What We’re Reading: Annihilation
MR: Walking the line between science fiction and horror, Jeff VanderMeer’s Annihilation is a fabulous read exploring the inevitable futility behind clutching to reason, science, and civilisation. It won the 2014 Nebula and Shirley Jackson Awards for Best Novel.
The story follows one of the members of the twelfth expedition sent into the abandoned and unspoilt coastal area of Area X by The Southern Reach – the now governing body of the northern U.S.A – to explore, document and, if possible though unlikely, survive.
This unnamed biologist, and her similarly anonymous companions (a psychologist, anthropologist and surveyor) start the story already having crossed the unseen border into Area X, and making their way to the base camp to pick up where the last expedition left off. In the vein of all great horror stories, as the unseen threats externally close in, tensions within the group rise.
Annihilation is a book big on ideas, kept thrilling and engaging by a narrow point of view that ensures we know as little, and sometimes less, than our narrator at any particular time.
With characters defined only by their occupations, and locations similarly having archetypal markers – the tower (or is it a tunnel?), the abandoned village, the lighthouse – VanderMeer invites the reader to puzzle over his intent as author just as the biologist is trying to work out what the hell is going on in Area X.
Annalee Newitz writing at io9 highlights how it’s in the ‘brief flashes to the real world outside Area X that we begin to see a powerful subtext welling up about what ecosystems really are, and the role humans play in them’.
In this sense the biologist is the perfect narrator. She is infused with the desire to observe and the curiosity to discover, so when Area X begins to change her, she herself becomes the object under observation.
Simon Ings in The Guardian sees an ‘admission of human frailty and ambition’, highlighting a passage towards the end of the novel where the biologist finally admits ‘our instruments are useless, our methodology broken, our motivations selfish’.
I was reminded of Joseph Conrad’s Heart or Darkness: a journey into the impacts, limitations and horrors of colonialism that rips the veil off Kipling-esque boys’ adventure tales to reveal the horror story within.

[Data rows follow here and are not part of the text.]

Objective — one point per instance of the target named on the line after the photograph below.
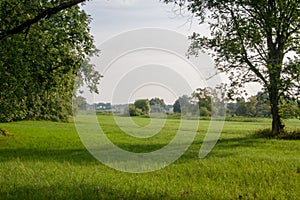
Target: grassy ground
(46, 160)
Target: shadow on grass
(79, 156)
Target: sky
(143, 46)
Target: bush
(287, 135)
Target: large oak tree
(44, 46)
(253, 41)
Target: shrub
(287, 135)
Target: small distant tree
(157, 105)
(182, 105)
(203, 97)
(143, 105)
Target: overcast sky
(166, 71)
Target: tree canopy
(252, 41)
(39, 65)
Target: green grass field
(46, 160)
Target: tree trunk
(277, 126)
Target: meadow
(47, 160)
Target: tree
(253, 41)
(182, 105)
(203, 97)
(143, 105)
(157, 105)
(13, 25)
(38, 68)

In Conrad’s classic the narrator is also sent by a powerful bureaucracy into unknown and presumably hostile territory, and what they discover goes beyond the ‘reason’ underpinning the society they have waded in from.
Where Conrad uses the journey up the Congo to examine racism, imperialism and the ignorance and prejudice of western ‘civilisation’, VanderMeer looks at our desire to draw boundaries, to catalogue, conquer and create meaning.

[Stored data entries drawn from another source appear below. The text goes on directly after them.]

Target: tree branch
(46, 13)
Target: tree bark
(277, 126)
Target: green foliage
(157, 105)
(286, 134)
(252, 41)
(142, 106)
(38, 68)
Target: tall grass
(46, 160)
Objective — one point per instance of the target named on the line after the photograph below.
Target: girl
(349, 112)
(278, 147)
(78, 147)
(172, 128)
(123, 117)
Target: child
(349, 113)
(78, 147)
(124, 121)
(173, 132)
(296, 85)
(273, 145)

Early in the story, after discovering the tower, the biologist discovers an organism writing words on a wall. In her journal she writes ‘Even though I didn’t know what the words meant, I wanted them to mean something so that I might more swiftly remove doubt, bring reason back into all my equations.’
Besides tightly following a narrator as they head further and further into the unknown, both Heart of Darkness and Annihilation centre on a universal truth – the importance of looking beyond the veil of what we assume and are told.

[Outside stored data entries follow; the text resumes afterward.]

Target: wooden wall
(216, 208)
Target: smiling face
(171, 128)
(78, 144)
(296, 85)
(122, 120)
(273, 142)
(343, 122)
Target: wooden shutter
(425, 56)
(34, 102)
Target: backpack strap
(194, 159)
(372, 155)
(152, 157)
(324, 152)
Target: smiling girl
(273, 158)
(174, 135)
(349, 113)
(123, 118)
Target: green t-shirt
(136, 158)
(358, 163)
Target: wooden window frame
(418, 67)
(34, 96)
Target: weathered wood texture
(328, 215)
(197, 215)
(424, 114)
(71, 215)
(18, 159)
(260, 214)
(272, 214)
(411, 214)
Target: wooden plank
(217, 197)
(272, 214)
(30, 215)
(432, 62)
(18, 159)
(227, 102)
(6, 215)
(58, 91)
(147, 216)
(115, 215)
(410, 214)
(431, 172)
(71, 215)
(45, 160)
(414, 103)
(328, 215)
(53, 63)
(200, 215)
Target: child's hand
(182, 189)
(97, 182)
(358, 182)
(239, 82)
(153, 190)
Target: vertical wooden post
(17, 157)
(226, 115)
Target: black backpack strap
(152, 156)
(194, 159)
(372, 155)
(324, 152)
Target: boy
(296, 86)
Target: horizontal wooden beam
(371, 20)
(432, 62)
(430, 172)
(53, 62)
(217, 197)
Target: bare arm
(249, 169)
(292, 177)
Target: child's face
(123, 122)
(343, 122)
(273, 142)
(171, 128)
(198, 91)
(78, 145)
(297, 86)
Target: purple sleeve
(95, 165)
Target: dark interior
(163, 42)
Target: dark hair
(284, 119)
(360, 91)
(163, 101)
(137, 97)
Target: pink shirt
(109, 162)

In this first volume of The Southern Reach Trilogy VanderMeer seems to be saying that resistance is futile – we can’t separate ourselves from our external environment, literally or figuratively. The biologist writes ‘that’s how the world tries to colonize you: from the outside in, forcing you to live in its reality.’
On top of all the thought-provoking ideas, Annihilation is a gripping read and I can’t wait to move on to the sequels. I’ve got plenty of theories about where the story is going to go and I’m keen to test them against VanderMeer’s formidable imagination.